Given the popularity of digital photography, social networking, and online photo sharing, such functionality has the potential to capture the interest of millions of users—particularly given the lack of user intervention required to enhance their own growing collections.
“OneAlbum uses breakthrough technology to recognize which photos interest me by analyzing my own album,” Krupka explains. “It recognizes people that appear most frequently in my album, typically my family, and photos of events I took. Later, OneAlbum crawls shared albums in my network and finds the most interesting photos. The technology can filter top relevant photos out of hundreds of thousands in my social network.”
The technology redefines the concept of “my album” from referring to “photos I have taken” to “photos that interest me,” no matter where they might reside. Using face recognition—based in part on algorithms from Microsoft Research Asia—and event matching, OneAlbum works even if the albums or photos are not tagged.
The thusly enhanced photo album also can provide a corollary to the aforementioned party scenario.
“This can trigger ‘after party’ social interaction,” Krupka says, “between people who participated in the event.”
And he offers another interesting scenario in which OneAlbum could prove invaluable.
“When OneAlbum is first used, I might be surprised to find many of my kids’ photos that were taken over many years by other people,” says, Krupka, who has collaborated on the project with Israel Innovation Labs colleagues Igor Abramovski and Igor Kviatkovsky. “For example, my son was at a birthday party of his classmate a few years ago, and I could get photos of him that I was not aware of before. I also could get photos from a joint tour with friends I haven’t seen for a few years.”

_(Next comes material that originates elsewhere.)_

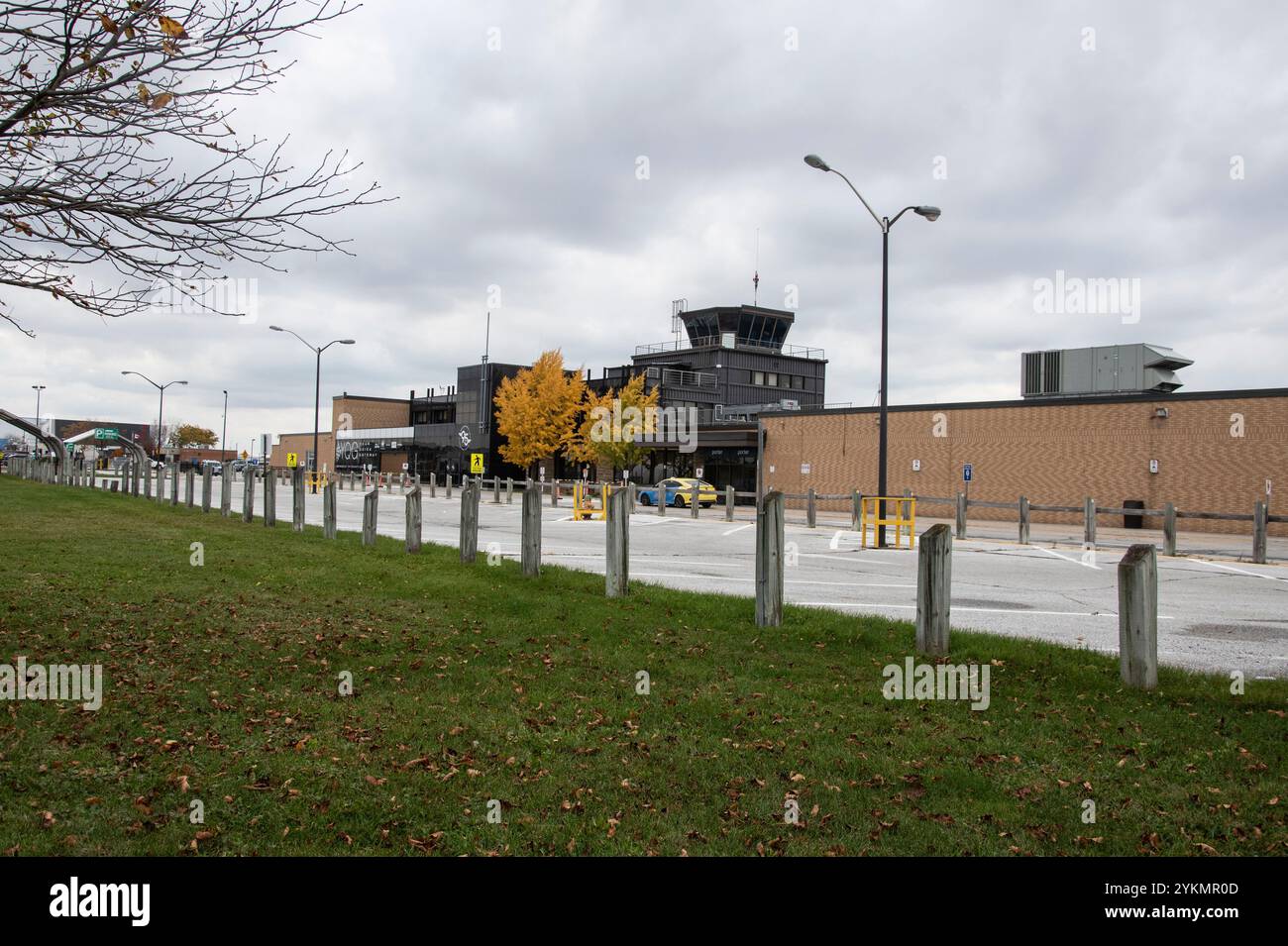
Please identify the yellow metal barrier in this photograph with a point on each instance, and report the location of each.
(898, 520)
(584, 502)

Starting from technology developed by Microsoft Research Asia and Microsoft’s Live Labs, the Israel Innovation Labs built the new face-recognition technology.
“When we first thought about OneAlbum,” he says, “we knew we needed to build a new technology and that this new technology had to be built on top of current, state-of-the-art face-recognition technology. Initially, we were afraid we would first have to invest much time to achieve the current state of the art before we could even start working on our new algorithms. We were very happy to find that Microsoft Research Asia and Live Labs already had developed state-of-the-art face recognition. The researchers from Microsoft Research and Live Labs willingly shared their technology and code, and we were able to immediately start our research based on the state of the art.

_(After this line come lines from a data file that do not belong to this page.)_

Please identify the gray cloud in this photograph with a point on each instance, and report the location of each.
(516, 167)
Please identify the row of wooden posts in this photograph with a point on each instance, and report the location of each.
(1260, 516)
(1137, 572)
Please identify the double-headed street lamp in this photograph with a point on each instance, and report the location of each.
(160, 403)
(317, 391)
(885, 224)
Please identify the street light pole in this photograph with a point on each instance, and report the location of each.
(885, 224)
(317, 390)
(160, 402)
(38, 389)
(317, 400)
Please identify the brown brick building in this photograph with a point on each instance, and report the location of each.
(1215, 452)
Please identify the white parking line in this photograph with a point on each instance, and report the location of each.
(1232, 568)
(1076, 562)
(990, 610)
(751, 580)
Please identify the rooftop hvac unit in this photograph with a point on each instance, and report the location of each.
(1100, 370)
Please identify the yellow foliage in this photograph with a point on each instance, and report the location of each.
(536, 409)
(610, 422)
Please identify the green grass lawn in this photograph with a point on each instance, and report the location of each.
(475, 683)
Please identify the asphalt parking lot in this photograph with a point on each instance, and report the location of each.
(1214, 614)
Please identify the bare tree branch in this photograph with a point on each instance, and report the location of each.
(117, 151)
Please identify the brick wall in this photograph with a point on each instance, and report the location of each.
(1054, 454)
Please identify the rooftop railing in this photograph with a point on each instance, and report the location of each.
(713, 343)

“To me, as a researcher, this is one of the great things about Microsoft: You have access to state-of-the-art technology and experts, and you can start your research from there.”
Given the near universal appeal of the OneAlbum technology, Krupka is delighted that his algorithm can do the heavy lifting of finding relevant photos without relying on tagging—and that it can learn his own interests by analyzing his digital-photo album. But it’s the very redefinition of that term that brings a smile to his face.
“First,” he concludes, “‘my album’ was printed photos on a physical album on my shelf. Next, ‘my album’ referred to a collection of photos I took and stored on a photo-sharing site.
“OneAlbum goes to the next generation: Now, ‘my album” consists of all photos that interest me, regardless of the photographer.”